The paper investigates the capability of LLMs to internally assess the difficulty of reasoning tasks. The primary objective is to discern whether these models encode difficulty perception in their internal structures, specifically through attention heads in the Transformer architecture. The research uses the DeepMath dataset as a benchmark to explore these perceptions and suggests practical applications in automatic difficulty annotation.

Figure 1: The LLM's perception of problem difficulty depends on the activation state of its specific attention heads.

High-dimensional Linear Probe Methodology

The research outlines a method using high-dimensional linear probes to evaluate difficulty perception. The probes apply a simple linear regression approach to predict difficulty scores from token embeddings. This methodology capitalizes on the high-dimensional capacity of LLMs to encode complex problem attributes.

Figure 2: Qwen2.5-7B-Instruct's low-dimensional representation for DeepMath problems and difficulty is meticulously annotated by humans.

Attention Head Pattern Recognition

Attention heads in LLMs play a critical role in difficulty perception. By mapping probe results to attention head activations, the paper identifies distinct patterns associated with problem difficulty. Heads exhibiting specialized sensitivity to varying difficulty levels provide insights into how LLMs allocate resources during task execution.

Figure 3: Probe training and attention heads pattern recognition.

Experiments and Results

Experiments demonstrate the reliability of the probe and attention head pattern recognition across different architectures. The paper finds consistent attention head patterns in Qwen2.5-7B-Instruct models, validating the hypothesis that difficulty perception is encoded within specific heads. The probe results align with human annotations, confirming their accuracy.
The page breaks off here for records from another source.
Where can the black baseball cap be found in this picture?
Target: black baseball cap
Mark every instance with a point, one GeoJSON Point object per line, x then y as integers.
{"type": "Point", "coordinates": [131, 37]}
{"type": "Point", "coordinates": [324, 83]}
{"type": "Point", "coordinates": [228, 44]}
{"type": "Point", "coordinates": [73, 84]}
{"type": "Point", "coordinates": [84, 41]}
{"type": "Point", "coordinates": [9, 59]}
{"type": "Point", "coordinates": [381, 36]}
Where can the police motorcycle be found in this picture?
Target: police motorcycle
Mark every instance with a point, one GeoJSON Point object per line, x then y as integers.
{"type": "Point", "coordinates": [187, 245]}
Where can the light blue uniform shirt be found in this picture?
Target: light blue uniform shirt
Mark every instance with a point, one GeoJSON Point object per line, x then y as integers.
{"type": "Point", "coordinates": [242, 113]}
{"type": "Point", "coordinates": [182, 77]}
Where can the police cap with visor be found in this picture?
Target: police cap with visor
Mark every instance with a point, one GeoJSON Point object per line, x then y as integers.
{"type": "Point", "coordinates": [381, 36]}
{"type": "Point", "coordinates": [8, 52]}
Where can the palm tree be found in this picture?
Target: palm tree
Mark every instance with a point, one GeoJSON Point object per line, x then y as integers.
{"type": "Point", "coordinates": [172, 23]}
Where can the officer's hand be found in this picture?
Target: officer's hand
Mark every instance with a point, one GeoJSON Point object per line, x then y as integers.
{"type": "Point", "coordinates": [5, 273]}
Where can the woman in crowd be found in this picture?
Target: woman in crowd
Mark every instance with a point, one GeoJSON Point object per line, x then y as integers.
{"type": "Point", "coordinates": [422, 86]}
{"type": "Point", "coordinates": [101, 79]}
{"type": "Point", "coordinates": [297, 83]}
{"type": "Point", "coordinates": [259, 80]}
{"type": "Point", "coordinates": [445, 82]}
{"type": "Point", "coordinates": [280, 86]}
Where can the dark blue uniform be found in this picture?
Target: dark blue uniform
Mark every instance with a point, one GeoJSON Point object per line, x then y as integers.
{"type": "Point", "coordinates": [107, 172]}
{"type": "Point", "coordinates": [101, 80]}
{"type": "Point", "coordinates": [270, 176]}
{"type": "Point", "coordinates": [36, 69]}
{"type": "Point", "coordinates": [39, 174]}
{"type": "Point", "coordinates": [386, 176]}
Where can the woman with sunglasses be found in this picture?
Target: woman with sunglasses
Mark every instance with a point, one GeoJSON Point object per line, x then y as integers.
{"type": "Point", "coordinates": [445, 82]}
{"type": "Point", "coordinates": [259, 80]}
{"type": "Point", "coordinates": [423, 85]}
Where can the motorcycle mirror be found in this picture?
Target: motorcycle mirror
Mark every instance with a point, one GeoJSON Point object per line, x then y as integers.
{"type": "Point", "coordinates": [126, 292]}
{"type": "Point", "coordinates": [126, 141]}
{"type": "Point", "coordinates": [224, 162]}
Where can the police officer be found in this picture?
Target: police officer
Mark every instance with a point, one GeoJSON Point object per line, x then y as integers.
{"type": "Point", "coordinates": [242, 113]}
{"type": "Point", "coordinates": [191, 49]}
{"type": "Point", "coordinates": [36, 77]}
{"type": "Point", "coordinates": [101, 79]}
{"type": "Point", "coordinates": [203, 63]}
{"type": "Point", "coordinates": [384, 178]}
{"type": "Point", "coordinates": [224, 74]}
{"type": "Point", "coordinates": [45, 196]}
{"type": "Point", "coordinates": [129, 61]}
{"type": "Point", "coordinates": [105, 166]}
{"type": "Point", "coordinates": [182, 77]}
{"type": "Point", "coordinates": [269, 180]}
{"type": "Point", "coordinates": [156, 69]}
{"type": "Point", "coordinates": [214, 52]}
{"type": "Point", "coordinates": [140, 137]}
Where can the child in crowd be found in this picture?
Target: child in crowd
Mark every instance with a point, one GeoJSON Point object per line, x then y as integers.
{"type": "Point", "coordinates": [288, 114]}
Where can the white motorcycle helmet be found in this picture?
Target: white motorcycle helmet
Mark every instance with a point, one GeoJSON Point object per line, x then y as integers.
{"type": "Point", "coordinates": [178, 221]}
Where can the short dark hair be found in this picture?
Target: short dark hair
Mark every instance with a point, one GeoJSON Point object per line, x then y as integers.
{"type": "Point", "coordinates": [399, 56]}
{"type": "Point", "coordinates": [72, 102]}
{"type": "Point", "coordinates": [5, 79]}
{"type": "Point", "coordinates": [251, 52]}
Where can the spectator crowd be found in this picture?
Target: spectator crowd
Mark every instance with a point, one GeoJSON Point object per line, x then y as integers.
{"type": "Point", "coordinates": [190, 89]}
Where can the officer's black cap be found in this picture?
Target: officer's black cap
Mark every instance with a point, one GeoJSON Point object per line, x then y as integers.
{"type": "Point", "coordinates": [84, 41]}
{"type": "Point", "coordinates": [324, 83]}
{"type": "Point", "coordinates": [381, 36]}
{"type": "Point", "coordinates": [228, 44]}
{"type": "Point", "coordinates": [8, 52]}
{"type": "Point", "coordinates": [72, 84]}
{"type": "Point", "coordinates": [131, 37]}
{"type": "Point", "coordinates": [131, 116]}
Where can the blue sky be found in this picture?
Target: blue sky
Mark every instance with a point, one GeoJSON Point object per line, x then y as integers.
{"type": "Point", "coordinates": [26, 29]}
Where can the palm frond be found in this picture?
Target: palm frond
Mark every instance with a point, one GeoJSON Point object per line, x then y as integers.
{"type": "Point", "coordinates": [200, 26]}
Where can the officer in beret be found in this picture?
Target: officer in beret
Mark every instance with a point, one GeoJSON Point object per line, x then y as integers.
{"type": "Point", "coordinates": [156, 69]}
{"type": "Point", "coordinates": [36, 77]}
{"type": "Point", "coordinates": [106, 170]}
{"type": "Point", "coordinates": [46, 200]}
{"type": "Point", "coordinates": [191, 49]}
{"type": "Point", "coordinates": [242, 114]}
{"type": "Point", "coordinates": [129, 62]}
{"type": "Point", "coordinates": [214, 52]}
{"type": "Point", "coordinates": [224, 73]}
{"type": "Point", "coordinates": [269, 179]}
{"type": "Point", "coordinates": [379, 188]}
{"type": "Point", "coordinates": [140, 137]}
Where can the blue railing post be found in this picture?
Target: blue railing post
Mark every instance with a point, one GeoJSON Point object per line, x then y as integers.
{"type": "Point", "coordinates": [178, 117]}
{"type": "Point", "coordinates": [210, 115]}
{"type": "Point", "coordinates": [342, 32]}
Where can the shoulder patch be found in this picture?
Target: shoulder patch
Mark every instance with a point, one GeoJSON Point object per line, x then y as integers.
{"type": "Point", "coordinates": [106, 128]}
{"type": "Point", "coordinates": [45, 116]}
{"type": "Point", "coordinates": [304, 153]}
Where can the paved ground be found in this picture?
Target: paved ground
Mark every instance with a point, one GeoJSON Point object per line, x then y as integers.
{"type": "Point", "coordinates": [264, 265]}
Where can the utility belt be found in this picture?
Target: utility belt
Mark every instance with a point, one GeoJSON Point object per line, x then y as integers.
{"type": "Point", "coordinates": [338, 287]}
Figure 4: Accuracy rates of various models at different difficulty levels in DeepMath.

Probe Training and Validation

The paper details the training and validation process for the linear probe, highlighting normal convergence without overfitting. The probe effectively distinguishes difficulty levels in both in-distribution and out-of-distribution datasets, underscoring its robustness.

Figure 5: Probe training and validation loss.

Attention Heads Ablation Study

Ablation experiments confirm the functional specialization of attention heads concerning difficulty perception. By manipulating these heads, the paper demonstrates the impact on perceived problem difficulty, providing causal evidence for attention head specificity.

Figure 6: Qwen2.5-7B-Instruct attention head pattern recognition results.

Case Study: Perception vs. Entropy

Token-level analysis reveals discrepancies between difficulty perception and entropy during inference. While entropy often serves as a proxy for uncertainty, it does not consistently align with perceived difficulty, indicating the need for more nuanced measures in adaptive reasoning.

Figure 7: In the inference of a difficult math question (9.0), the change of entropy and difficulty perception.

Conclusion

The paper successfully uncovers mechanisms of difficulty perception within LLMs, suggesting potential applications in adaptive reasoning and automatic annotation. Future research may explore the influence of pre-training and distillation on difficulty perception capabilities.

Figure 8: Reasoning Collapse Token Reduction.

Limitations and Future Work

Open questions remain regarding the universality of difficulty perception across different model architectures and their application in RL reward systems. Further exploration could lead to more efficient curriculum learning models by leveraging perceived difficulty.

Ethical Considerations

The paper emphasizes responsible usage of LLMs and their attention manipulation methods, advocating against malicious applications while promoting research insights that enhance understanding of model capabilities.